Redford wrote the forward to A Force for Nature: The Story of NRDC and the Fight to Save Our Planet (Chronicle Books, 2010), authored by environmentalist and founder of NRDC John Adams and his wife, Patricia Adams. Redford volunteered his time and expertise to launching NRDC’s film and video products. He has been the narrator for numerous NRDC videos including recently produced, The Fix: Robert Redford Reflects on the Gulf Oil Disaster.

In narrating The Fix, Redford says of the disaster, “…what can’t be disguised are the consequences…eleven people were killed…the economic consequences are going to spread…maybe we needed it to be that bad to put pressure on the government…when I hear Chevron say, ‘we’re in the human energy business,’ I want to throw up. When BP…put millions of dollars to pull the wool over our eyes, it’s about time to cut all that!”

A prolific writer on such topics as conservationism and renewable resources at progressive news website, The Huffington Post, his voice echoes again and again the notion that we have a legacy to pass down to our children and our children’s children as their birthright. In a December 2008 post, Redford writes, “You can’t put a price on silence or solitude. You can’t quantify the beauty of wilderness.”

The sheer number and prestige of organizations that have recognized Redford’s extraordinary contribution to the environment are as impressive as those who have honored his involvement in cinema. In 1987, he won the United Nations Global 500 Award; in 1997, he received the National Medal for the Arts by President Clinton; in 1989, it was the Audubon Medal Award. Time magazine named Redford a “Hero of the Environment” in 2007. Redford was presented with the ROBIE Humanitarian Award at the 2009 Jackie Robinson Foundation awards ceremony, an honor bestowed upon recipients who use their talents for creating a better world. Also in 2009, Redford was the first-ever recipient of the Duke LEAF (Lifetime Environmental Achievement in the Fine Arts) awarded to “an artist whose work has lifted the human spirit by conveying our profound spiritual and material connection to the Earth, thereby inspiring others to help forge a more sustainable future for all.”

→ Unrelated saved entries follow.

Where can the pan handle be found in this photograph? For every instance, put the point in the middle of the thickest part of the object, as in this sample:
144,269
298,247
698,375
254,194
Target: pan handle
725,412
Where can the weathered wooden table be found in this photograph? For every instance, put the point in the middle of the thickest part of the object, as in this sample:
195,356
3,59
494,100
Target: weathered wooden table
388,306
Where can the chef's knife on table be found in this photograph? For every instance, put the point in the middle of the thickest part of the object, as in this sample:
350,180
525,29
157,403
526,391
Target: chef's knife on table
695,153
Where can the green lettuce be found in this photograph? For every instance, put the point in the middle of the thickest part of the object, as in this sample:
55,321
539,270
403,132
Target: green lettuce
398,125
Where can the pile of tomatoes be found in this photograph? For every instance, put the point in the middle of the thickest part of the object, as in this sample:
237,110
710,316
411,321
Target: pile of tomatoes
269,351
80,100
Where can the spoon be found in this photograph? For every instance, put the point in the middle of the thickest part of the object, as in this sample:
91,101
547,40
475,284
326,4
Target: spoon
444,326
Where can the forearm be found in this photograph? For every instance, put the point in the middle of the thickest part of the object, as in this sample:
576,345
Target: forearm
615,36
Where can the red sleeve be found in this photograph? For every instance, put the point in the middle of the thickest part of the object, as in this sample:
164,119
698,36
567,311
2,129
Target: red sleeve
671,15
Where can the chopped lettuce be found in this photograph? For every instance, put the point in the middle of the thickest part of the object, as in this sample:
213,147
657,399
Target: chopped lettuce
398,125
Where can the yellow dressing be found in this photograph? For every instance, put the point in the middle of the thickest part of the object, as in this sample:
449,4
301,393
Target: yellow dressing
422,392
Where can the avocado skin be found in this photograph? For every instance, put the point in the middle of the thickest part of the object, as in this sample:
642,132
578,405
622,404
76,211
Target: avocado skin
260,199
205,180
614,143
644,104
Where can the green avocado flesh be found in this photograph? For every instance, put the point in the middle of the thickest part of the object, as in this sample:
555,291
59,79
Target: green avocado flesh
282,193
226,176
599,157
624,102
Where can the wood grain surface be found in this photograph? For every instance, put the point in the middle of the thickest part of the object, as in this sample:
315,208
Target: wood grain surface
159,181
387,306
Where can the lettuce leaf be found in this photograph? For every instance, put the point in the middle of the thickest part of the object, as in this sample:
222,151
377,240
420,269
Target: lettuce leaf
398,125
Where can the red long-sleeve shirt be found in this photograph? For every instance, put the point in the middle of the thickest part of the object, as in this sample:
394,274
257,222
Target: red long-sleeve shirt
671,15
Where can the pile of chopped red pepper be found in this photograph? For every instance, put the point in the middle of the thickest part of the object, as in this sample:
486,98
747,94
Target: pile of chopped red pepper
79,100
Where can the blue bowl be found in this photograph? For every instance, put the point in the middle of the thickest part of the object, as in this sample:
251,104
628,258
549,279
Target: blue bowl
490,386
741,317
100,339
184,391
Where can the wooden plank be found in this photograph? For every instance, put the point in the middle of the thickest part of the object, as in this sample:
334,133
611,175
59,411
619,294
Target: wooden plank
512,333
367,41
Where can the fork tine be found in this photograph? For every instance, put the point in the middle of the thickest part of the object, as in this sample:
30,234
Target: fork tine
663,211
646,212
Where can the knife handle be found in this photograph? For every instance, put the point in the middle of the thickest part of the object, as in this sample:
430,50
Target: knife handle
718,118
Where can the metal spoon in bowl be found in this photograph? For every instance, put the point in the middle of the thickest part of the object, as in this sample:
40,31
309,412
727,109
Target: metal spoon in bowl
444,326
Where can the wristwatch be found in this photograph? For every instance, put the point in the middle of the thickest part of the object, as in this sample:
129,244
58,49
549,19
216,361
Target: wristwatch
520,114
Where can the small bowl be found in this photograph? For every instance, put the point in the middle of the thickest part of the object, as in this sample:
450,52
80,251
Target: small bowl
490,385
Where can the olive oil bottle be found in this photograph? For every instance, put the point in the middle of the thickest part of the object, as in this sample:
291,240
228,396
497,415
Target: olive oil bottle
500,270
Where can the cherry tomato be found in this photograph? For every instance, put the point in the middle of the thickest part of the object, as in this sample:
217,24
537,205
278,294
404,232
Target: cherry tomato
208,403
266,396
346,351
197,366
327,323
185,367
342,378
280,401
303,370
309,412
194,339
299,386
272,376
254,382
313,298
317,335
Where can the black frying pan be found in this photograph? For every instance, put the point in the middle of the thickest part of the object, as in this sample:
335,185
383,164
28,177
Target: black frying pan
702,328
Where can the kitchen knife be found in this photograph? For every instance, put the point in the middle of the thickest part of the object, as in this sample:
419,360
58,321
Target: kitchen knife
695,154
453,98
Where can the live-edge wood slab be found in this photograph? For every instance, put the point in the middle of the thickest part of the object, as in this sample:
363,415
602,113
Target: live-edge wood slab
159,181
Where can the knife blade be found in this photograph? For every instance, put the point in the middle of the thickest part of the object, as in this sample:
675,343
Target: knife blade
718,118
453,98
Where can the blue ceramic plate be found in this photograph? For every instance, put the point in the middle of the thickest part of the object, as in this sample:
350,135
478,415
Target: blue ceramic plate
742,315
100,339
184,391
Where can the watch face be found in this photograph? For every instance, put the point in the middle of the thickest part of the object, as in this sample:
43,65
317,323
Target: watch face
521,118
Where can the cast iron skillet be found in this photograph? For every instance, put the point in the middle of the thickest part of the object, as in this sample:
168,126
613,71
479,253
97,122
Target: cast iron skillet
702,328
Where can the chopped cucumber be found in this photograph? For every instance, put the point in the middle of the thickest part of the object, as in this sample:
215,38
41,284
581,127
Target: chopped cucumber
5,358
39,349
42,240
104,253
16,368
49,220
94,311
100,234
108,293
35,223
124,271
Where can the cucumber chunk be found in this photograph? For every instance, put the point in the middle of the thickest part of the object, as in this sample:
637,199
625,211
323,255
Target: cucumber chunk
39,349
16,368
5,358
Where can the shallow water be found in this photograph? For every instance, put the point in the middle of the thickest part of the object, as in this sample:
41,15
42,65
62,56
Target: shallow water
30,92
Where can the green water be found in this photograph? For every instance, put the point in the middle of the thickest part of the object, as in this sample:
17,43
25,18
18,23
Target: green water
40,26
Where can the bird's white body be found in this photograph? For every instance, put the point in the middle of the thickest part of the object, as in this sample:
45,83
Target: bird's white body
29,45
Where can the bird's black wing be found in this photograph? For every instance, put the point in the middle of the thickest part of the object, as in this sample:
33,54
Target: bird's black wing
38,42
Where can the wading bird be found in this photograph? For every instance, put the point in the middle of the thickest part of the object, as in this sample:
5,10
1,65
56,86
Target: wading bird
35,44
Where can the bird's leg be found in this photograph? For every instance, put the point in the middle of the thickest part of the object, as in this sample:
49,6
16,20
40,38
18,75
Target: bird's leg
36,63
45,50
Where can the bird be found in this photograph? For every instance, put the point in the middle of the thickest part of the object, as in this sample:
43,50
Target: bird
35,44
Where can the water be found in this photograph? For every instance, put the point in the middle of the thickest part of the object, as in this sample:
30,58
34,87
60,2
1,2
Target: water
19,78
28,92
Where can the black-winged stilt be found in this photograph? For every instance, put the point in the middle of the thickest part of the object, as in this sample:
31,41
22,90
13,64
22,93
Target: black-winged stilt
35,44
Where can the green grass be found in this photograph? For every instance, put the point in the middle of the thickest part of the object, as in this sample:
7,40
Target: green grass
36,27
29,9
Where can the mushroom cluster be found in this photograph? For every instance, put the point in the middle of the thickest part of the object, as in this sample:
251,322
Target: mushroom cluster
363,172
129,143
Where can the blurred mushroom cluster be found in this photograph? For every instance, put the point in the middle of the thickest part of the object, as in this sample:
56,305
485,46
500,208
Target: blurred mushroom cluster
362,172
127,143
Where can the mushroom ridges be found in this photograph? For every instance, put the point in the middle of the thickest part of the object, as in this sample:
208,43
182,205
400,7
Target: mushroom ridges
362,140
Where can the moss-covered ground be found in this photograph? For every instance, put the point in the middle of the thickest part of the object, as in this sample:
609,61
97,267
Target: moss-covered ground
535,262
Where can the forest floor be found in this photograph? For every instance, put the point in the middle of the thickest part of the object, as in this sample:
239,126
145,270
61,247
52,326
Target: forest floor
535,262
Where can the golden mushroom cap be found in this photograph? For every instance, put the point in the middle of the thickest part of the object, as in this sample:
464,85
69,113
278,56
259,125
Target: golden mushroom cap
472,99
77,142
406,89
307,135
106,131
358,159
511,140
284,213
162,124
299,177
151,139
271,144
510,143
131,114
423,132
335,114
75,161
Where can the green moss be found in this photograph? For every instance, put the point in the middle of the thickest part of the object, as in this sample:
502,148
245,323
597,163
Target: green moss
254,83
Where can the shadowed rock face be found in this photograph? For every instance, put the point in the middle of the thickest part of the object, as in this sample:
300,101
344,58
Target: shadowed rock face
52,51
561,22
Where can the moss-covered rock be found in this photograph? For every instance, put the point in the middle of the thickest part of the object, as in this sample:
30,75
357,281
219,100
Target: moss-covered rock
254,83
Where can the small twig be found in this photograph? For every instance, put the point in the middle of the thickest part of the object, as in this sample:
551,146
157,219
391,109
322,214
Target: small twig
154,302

His latest vision, inspired by Redford and his children James, Shauna, and Amy, and opened in 2009, is the Redford Center in Berkeley, CA. According to their website, they are “a group driven by creative innovation and social activism…the professional staff seeks to shape programs that inspire hope and deepen commitments to social issues.”  Events include topics such as Greening America’s Schools and The Art of Activism with Newark, New Jersey Mayor Cory Booker. Redford is quoted on this creative and inspiring site, “We can’t expect to create the change we seek, if we aren’t living as part of the solution.”

Living the solution with deep compassion and a voice of determined justice, Redford is truly a national treasure, acting on behalf of what he considers our country’s sacred natural treasures. Life-long friend, fellow actor, director and producer Sydney Pollack once said of Redford, “He’s probably the closest we have in this country to royalty.” A humble and private knight, Redford receives his recognitions graciously with the hope that they garner more attention and action toward saving and protecting what he holds most dear, his Queen, Nature herself.